In today's Washington Post, Larry Summers expresses "relief" and "cynicism" over the bipartisan debt deal signed into law by his former boss on Tuesday. He also offers a decidedly grim economic forecast for the coming year -- a projection that won't sit well with Obama's re-election campaign:
On the current policy path, it would be surprising if growth were rapid enough to reduce unemployment even to 8.5 percent by the end of 2012. A substantial withdrawal of fiscal stimulus will occur when the payroll tax cuts expire at the end of the year. With growth at less than 1 percent in the first half of this year, the economy is effectively at a stall and facing the prospects of shocks from a European financial crisis that is decidedly not under control, spikes in oil prices and declines in business and household confidence. The indicators suggest that the economy has at least a 1-in-3 chance of falling back into recession if nothing new is done to raise demand and spur growth.
High unemployment, anemic growth, and a strong possibility of a double-dip? Fun! How can Obama save us? Summers has a few novel ideas:
First, the single largest and easiest method of deficit reduction available is the non-extension of the Bush tax cuts for upper incomes. President Obama should make clear that he will not accept their extension on any terms. Clarity on that trillion-dollar point, along with very modest entitlement reform, will be sufficient to hit current targets for deficit reduction. Second, it is essential that the payroll tax cut be extended and that further measures, such as infrastructure maintenance and extension of unemployment insurance, be taken to spur demand. There is still time to confirm Churchill’s maxim that the United States always does the right thing after exhausting all the alternatives.
Higher taxes on small businesses and the rich, meaningless entitlement reform window-dressing, more expenditures on stimulus-style projects, and the extension of unemployment benefits beyond the existing eligibility window of nearly two years -- already a US record. Who's excited? I'll leave you with this paragraph from Summers' piece, the first sentence of which will be music to conservative debt deal opponents' ears. The rest...maybe not so much:
Despite claims of spending reductions in the range of $1 trillion, the agreements reached so far are likely to have little impact on actual spending over the next decade.
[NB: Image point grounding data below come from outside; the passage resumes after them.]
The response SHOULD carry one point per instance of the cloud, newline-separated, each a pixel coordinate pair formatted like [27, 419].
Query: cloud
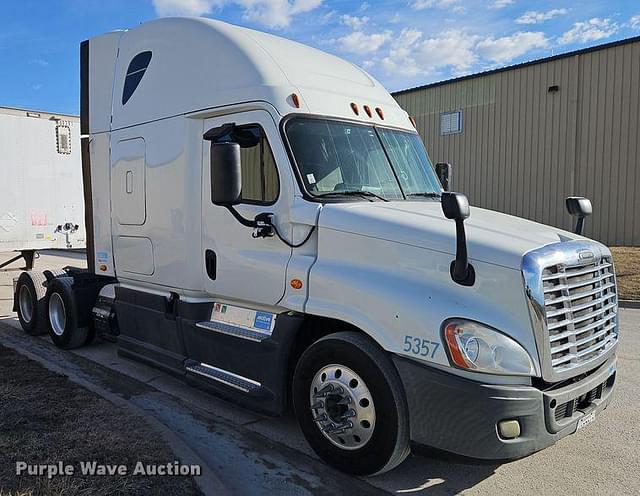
[270, 13]
[507, 48]
[276, 13]
[440, 4]
[40, 62]
[410, 55]
[533, 17]
[362, 43]
[354, 22]
[591, 30]
[500, 4]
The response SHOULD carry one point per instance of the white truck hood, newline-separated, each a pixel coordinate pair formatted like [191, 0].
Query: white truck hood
[492, 237]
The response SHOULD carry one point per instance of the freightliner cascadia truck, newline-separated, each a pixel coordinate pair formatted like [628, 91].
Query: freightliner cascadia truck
[263, 221]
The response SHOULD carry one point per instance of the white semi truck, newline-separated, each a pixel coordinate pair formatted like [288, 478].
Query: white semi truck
[264, 222]
[41, 200]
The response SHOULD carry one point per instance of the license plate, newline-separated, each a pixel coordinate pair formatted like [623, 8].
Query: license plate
[586, 420]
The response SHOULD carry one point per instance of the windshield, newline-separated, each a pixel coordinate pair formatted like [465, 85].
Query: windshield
[344, 159]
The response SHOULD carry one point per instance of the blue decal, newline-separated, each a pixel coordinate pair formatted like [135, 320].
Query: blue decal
[263, 321]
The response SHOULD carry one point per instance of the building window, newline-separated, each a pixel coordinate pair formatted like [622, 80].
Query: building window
[260, 182]
[63, 139]
[451, 122]
[135, 71]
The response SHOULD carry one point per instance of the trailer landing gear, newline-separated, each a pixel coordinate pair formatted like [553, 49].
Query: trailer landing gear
[28, 255]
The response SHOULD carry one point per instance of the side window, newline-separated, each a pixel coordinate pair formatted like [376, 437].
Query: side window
[135, 71]
[260, 183]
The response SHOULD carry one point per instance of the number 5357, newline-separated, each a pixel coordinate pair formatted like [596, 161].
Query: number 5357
[419, 346]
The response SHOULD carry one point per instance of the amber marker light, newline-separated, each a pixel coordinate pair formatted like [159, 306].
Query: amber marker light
[457, 356]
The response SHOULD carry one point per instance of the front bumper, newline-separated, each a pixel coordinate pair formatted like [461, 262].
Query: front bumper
[455, 414]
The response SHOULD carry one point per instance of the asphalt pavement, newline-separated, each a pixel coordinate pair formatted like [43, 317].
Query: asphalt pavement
[252, 454]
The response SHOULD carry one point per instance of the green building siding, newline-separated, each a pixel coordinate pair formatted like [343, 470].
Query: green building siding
[523, 149]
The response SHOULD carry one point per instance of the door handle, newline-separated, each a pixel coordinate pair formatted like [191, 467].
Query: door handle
[210, 262]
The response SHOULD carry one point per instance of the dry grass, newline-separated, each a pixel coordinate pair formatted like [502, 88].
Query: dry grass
[45, 418]
[627, 261]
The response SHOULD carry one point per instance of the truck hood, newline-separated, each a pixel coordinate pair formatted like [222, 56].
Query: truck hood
[492, 237]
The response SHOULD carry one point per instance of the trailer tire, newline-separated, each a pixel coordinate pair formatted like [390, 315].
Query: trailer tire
[62, 315]
[378, 439]
[30, 302]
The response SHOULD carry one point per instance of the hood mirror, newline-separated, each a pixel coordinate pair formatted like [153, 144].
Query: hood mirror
[456, 206]
[579, 207]
[443, 171]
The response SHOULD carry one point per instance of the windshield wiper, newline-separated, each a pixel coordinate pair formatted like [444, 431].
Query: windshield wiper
[426, 194]
[355, 192]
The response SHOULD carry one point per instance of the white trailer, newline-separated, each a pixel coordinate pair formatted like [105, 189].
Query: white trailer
[41, 197]
[265, 223]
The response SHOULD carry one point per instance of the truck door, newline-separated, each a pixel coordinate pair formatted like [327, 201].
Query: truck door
[237, 266]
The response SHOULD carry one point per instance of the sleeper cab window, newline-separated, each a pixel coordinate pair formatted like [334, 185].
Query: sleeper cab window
[135, 71]
[260, 182]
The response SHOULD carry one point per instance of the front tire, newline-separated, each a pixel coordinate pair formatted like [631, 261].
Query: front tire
[350, 404]
[62, 313]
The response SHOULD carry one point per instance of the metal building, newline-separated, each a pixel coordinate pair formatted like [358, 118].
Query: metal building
[522, 138]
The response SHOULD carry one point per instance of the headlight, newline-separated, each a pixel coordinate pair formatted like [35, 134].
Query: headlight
[479, 348]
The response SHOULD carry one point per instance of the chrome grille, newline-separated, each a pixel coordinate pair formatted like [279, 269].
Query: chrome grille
[580, 307]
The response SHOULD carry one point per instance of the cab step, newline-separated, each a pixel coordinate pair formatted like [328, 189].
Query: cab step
[223, 376]
[235, 331]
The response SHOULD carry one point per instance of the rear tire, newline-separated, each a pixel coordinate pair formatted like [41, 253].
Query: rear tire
[361, 376]
[30, 302]
[62, 315]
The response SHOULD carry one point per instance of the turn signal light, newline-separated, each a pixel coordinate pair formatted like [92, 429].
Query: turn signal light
[456, 353]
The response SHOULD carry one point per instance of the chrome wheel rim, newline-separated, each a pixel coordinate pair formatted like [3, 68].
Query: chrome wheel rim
[57, 315]
[342, 407]
[25, 301]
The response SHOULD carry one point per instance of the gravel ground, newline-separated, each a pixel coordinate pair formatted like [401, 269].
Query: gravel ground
[44, 418]
[627, 261]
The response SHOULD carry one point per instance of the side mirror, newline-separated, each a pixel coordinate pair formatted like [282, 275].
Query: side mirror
[579, 207]
[443, 171]
[226, 174]
[456, 206]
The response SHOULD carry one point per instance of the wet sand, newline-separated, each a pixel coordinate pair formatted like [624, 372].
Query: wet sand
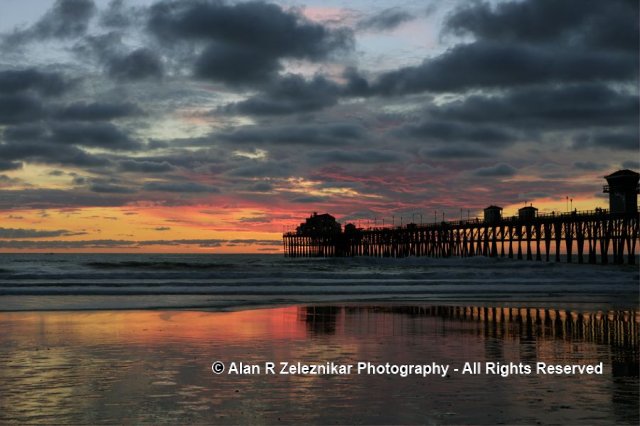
[155, 366]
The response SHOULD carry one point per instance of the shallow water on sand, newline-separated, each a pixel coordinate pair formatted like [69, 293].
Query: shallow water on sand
[155, 366]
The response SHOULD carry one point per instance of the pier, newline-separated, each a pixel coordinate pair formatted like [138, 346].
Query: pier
[597, 236]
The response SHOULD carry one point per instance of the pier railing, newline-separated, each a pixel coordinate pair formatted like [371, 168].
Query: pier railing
[592, 236]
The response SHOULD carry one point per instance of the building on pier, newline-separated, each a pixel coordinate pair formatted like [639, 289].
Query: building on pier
[527, 213]
[623, 191]
[493, 214]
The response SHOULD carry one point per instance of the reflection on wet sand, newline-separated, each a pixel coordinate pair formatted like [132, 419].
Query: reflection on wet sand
[154, 366]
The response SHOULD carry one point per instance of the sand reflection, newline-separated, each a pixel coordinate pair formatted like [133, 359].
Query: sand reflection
[154, 366]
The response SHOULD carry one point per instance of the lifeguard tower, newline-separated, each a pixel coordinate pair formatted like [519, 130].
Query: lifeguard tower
[623, 191]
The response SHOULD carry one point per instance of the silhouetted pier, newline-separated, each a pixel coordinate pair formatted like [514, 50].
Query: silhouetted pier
[597, 236]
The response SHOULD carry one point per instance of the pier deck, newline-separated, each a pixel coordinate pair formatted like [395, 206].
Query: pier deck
[597, 236]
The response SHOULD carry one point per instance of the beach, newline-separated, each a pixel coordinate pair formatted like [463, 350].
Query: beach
[119, 342]
[155, 366]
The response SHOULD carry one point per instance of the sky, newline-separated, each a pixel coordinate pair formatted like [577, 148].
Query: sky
[211, 127]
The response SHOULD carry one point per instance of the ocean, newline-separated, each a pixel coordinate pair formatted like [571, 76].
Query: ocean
[135, 339]
[223, 282]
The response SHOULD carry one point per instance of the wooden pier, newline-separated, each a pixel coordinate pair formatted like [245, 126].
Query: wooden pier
[596, 236]
[585, 237]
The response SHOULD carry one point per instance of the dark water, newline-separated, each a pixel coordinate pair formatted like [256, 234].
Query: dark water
[155, 366]
[99, 281]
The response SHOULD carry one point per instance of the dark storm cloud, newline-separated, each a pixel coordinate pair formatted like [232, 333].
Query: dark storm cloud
[499, 170]
[236, 64]
[450, 131]
[32, 79]
[46, 153]
[55, 198]
[617, 140]
[144, 166]
[304, 134]
[612, 24]
[589, 165]
[184, 187]
[455, 152]
[366, 156]
[504, 64]
[10, 233]
[140, 64]
[245, 41]
[385, 20]
[66, 19]
[116, 15]
[108, 188]
[548, 107]
[97, 111]
[20, 108]
[631, 164]
[262, 169]
[95, 135]
[288, 95]
[9, 165]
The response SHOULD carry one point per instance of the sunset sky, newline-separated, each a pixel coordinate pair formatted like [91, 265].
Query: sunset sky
[210, 126]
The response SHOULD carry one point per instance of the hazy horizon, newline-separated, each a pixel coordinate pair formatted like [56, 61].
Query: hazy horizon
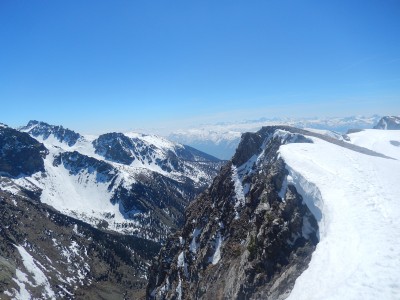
[97, 66]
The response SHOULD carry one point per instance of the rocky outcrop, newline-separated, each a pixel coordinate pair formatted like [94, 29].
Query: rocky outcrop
[44, 130]
[249, 236]
[47, 255]
[388, 123]
[140, 184]
[20, 154]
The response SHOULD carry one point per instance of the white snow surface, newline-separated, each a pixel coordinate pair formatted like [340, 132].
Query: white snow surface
[355, 200]
[83, 196]
[39, 278]
[217, 253]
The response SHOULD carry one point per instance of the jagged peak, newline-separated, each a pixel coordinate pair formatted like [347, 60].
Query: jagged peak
[388, 123]
[44, 130]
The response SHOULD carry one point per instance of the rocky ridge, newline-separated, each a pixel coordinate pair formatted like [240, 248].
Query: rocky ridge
[249, 236]
[388, 123]
[131, 183]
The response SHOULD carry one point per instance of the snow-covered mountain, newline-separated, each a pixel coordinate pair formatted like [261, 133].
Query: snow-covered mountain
[130, 183]
[295, 214]
[222, 139]
[388, 123]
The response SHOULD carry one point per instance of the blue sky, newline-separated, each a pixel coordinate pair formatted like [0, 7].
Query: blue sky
[114, 65]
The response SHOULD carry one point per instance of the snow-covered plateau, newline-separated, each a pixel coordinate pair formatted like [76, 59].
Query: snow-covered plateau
[131, 183]
[222, 139]
[355, 198]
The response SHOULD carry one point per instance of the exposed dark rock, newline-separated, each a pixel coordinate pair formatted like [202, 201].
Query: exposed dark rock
[44, 130]
[115, 147]
[75, 163]
[20, 154]
[229, 248]
[77, 260]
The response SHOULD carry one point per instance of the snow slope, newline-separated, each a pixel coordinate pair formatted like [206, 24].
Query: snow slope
[384, 141]
[355, 200]
[222, 139]
[113, 180]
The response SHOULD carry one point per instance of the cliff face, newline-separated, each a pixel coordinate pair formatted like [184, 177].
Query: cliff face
[249, 236]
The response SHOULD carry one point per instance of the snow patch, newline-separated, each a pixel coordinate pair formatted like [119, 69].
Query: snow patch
[217, 253]
[39, 278]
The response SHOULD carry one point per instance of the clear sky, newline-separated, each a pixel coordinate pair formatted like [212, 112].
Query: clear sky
[114, 65]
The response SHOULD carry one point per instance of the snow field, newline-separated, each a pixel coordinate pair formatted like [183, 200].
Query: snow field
[355, 199]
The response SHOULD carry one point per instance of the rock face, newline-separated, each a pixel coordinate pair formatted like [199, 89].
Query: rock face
[388, 123]
[19, 153]
[81, 223]
[131, 183]
[248, 236]
[44, 130]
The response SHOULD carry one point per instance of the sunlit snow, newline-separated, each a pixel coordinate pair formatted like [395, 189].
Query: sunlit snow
[355, 199]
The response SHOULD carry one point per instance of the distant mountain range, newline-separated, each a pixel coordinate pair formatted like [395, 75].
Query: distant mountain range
[222, 139]
[86, 214]
[295, 214]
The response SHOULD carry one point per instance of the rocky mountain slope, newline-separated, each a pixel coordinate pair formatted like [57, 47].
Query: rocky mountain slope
[388, 123]
[130, 183]
[264, 224]
[222, 139]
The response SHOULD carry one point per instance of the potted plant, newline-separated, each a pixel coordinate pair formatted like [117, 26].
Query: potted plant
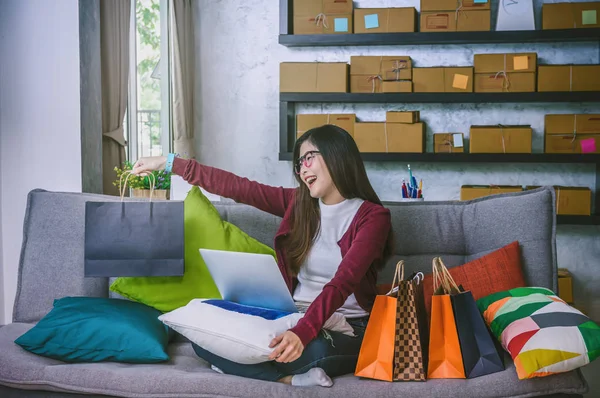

The deal confirms the very low levels of spending already negotiated for 2011 and 2012 and caps 2013 spending about where most would have expected this Congress to end up.
In 2011 and 2012, the US federal government will spend approximately $7.5 Trillion, of which roughly 40 percent is borrowed money. Both of these figures are unprecedented in the history of this nation. I'm no Harvard economist, but I would love to know in what sense this constitutes "very low levels" of spending. To these lowly, untrained eyes, these numbers seem a lot more like "record levels of unpaid-for spending." Help me out here, Larry.